Recent advances in constrained reinforcement learning (RL) have endowed
reinforcement learning with certain safety guarantees. However, deploying
existing constrained RL algorithms in continuous control tasks with general
hard constraints remains challenging, particularly in those situations with
non-convex hard constraints. Inspired by the generalized reduced gradient (GRG)

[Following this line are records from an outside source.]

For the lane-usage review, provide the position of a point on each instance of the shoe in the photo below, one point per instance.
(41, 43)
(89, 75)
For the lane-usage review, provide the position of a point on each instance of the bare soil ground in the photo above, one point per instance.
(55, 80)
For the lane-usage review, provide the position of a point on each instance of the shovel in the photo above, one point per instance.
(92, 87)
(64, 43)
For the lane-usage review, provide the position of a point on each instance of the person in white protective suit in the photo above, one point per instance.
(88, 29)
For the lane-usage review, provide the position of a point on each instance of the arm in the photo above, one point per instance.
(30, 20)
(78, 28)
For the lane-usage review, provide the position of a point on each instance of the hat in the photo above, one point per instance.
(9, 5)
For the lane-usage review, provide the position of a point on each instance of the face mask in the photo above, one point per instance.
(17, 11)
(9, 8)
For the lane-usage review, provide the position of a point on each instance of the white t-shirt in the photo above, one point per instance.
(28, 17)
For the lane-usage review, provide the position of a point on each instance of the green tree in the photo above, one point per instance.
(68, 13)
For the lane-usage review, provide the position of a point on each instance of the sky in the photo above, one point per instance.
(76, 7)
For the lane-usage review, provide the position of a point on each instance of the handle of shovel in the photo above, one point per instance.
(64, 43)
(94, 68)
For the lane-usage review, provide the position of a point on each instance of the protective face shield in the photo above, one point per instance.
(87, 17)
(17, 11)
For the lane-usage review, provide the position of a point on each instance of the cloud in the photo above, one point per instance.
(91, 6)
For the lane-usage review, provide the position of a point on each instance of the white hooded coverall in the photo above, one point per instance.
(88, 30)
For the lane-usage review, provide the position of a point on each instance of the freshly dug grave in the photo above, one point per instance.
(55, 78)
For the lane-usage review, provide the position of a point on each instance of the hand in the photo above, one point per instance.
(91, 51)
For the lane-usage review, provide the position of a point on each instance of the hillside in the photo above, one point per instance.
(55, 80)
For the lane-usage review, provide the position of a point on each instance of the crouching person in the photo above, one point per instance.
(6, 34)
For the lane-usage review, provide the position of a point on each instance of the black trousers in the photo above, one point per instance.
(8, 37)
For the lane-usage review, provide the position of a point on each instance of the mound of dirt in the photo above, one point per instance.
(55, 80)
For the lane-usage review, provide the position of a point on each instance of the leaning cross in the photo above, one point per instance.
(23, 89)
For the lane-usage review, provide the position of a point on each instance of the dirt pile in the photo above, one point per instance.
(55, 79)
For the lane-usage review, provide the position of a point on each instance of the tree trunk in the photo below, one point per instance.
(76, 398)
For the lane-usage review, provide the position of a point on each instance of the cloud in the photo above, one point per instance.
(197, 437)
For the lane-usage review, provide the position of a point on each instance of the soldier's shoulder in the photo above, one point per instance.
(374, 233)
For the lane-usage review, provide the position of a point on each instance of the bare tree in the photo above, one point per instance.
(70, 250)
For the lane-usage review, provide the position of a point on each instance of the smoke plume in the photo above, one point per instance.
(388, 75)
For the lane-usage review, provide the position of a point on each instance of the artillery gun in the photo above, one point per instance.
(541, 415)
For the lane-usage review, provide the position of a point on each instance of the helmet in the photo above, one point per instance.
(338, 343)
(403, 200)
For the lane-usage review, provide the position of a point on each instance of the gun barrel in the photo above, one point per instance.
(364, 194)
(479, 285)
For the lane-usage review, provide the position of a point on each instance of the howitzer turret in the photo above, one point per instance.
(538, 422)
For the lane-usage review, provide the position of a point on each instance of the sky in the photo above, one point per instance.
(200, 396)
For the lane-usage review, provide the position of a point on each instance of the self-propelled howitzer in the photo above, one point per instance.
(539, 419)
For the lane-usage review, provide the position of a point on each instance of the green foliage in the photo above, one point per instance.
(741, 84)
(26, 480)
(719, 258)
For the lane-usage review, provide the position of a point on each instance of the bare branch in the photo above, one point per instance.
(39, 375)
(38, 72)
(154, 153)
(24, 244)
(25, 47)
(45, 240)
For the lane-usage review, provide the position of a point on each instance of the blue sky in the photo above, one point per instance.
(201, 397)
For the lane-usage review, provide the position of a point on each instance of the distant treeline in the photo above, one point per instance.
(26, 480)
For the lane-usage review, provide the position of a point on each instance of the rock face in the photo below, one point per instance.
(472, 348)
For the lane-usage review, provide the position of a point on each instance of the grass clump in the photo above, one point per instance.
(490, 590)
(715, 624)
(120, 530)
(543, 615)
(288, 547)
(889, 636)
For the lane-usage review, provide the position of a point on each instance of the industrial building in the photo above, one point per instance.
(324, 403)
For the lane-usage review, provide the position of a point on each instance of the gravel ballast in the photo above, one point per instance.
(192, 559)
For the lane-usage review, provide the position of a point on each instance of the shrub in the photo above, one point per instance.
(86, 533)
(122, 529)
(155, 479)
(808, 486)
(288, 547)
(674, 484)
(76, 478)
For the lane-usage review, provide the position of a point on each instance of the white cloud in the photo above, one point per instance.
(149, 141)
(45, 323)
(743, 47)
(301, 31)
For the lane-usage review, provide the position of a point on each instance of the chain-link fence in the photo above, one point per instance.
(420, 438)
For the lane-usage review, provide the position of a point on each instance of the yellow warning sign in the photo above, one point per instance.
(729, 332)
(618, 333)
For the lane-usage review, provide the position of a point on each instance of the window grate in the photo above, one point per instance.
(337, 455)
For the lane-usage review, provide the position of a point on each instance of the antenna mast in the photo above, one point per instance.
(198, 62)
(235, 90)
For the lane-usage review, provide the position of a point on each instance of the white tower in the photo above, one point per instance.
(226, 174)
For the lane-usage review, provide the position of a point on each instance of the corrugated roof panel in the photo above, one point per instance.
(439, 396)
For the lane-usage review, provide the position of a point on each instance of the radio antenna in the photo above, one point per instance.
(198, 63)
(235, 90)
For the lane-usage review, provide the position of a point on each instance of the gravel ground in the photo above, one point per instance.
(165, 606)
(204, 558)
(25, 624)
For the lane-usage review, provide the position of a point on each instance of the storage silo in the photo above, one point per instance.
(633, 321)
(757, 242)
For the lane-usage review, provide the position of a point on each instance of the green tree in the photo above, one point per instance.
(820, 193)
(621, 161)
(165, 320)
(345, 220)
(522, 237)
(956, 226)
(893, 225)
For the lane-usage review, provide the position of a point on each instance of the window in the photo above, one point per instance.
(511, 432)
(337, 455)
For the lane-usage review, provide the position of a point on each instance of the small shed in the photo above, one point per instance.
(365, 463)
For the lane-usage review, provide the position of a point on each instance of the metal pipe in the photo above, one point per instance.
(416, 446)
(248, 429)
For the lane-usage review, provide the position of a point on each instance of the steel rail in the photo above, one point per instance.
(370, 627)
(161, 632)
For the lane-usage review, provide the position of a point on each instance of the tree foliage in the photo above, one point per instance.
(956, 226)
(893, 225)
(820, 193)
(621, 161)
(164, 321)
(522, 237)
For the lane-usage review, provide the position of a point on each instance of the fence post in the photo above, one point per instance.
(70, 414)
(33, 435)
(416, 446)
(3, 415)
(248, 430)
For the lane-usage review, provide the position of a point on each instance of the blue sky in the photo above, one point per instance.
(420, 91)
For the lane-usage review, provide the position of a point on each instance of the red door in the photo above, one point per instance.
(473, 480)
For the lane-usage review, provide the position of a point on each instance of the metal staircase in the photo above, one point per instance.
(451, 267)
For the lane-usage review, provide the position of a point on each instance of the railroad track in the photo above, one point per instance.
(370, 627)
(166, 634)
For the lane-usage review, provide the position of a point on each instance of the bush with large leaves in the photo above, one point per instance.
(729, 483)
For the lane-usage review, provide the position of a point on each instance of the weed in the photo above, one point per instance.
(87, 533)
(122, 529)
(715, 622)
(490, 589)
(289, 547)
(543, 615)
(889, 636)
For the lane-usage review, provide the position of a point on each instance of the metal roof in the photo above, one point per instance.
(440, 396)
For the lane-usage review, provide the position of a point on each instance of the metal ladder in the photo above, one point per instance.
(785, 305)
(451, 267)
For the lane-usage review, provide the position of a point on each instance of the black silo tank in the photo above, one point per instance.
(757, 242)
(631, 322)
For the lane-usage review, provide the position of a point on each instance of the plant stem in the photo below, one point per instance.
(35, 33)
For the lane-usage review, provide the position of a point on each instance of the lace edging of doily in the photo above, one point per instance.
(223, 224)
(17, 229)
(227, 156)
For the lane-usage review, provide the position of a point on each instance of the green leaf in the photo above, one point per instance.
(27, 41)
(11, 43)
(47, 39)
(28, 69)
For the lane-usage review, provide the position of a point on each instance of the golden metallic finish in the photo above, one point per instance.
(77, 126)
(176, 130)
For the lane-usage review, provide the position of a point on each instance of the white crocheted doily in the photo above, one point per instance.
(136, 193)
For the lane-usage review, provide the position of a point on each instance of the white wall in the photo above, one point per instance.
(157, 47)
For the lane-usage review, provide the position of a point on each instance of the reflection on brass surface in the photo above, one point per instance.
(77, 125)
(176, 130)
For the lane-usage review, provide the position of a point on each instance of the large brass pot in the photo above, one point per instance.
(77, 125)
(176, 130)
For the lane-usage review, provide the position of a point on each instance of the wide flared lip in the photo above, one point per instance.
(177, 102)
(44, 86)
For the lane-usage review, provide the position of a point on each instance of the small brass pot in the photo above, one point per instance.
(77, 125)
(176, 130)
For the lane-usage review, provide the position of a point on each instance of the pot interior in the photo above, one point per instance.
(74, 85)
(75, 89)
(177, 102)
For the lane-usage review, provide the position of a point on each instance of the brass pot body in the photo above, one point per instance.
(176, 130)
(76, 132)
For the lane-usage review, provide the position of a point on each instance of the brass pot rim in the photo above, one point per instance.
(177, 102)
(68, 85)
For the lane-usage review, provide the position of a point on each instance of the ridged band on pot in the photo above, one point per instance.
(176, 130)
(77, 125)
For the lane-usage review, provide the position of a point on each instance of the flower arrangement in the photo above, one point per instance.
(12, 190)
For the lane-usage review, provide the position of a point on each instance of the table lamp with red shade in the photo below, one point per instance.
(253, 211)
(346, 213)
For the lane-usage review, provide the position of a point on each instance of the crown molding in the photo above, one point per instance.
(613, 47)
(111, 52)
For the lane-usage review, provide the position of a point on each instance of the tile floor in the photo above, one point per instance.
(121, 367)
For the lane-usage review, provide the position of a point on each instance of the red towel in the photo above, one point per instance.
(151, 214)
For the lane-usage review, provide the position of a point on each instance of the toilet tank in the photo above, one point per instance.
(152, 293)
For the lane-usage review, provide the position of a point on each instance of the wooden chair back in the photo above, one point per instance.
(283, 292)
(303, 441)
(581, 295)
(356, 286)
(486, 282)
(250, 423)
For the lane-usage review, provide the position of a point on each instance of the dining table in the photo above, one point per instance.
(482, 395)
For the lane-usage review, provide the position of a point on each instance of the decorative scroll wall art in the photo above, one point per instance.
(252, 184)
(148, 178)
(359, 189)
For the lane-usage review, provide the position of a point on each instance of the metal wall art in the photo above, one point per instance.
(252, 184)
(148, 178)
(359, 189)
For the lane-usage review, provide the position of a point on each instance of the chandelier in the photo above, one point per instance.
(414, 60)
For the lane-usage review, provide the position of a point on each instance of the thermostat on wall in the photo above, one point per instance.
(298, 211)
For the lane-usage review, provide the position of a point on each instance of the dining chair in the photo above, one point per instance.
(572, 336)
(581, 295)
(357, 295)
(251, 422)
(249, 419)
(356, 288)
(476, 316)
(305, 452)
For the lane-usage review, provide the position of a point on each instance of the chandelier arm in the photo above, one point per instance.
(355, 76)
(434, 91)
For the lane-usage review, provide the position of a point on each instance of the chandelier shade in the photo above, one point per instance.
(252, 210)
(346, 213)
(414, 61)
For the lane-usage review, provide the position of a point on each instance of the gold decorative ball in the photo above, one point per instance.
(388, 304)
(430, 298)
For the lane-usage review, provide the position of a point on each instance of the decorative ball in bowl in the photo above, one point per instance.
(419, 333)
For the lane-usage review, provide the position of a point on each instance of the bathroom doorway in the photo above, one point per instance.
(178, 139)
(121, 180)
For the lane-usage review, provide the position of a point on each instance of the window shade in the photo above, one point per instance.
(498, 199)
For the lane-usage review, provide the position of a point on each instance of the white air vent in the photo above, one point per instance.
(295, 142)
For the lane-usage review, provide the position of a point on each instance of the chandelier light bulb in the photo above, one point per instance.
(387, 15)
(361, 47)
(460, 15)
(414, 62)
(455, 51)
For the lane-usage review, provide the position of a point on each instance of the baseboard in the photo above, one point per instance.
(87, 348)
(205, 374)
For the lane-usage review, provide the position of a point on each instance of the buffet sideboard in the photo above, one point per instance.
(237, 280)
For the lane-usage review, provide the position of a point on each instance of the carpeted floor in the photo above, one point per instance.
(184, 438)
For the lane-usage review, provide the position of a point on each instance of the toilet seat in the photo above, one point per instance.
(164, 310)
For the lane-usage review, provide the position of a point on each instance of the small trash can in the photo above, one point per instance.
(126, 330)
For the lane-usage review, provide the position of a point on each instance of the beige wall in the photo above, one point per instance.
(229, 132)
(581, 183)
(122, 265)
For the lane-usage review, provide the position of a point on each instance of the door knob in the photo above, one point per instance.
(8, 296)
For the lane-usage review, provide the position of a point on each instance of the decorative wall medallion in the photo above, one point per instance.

algorithm, a classical constrained optimization technique, we propose a reduced
policy optimization (RPO) algorithm that combines RL with GRG to address
general hard constraints. RPO partitions actions into basic actions and
nonbasic actions following the GRG method and outputs the basic actions via a
policy network. Subsequently, RPO calculates the nonbasic actions by solving
equations based on equality constraints using the obtained basic actions. The
policy network is then updated by implicitly differentiating nonbasic actions
with respect to basic actions. Additionally, we introduce an action projection
procedure based on the reduced gradient and apply a modified Lagrangian
relaxation technique to ensure inequality constraints are satisfied. To the
best of our knowledge, RPO is the first attempt that introduces GRG to RL as a
way of efficiently handling both equality and inequality hard constraints. It
is worth noting that there is currently a lack of RL environments with complex
hard constraints, which motivates us to develop three new benchmarks: two
robotics manipulation tasks and a smart grid operation control task. With these
benchmarks, RPO achieves better performance than previous constrained RL
algorithms in terms of both cumulative reward and constraint violation. We
believe RPO, along with the new benchmarks, will open up new opportunities for
applying RL to real-world problems with complex constraints.

近期有关约束强化学习的研究进展为强化学习提供了一定的安全性保证。本文介绍了一种将 RL 与 GRG 相结合的减少策略优化算法 (RPO)，用于处理存在非凸硬约束条件的连续控制任务。通过将动作分为基本动作和非基本动作，RPO 算法采用了 GRG 的方法生成基本动作，并通过等式约束求解得到非基本动作。另外，还引入了基于减少梯度的动作投影过程，并应用改进的拉格朗日松弛技术来确保不等式约束得到满足。此外，为了解决目前缺乏复杂硬约束环境的问题，我们开发了三个新的基准测试任务：两个机器人操作任务和一个智能电网运行控制任务。通过这些基准测试，RPO 算法在累积奖励和约束违规方面显示出比之前的约束强化学习算法更好的性能。我们相信 RPO 算法及其新的基准测试将为将 RL 应用于具有复杂约束的现实问题打开新的机遇。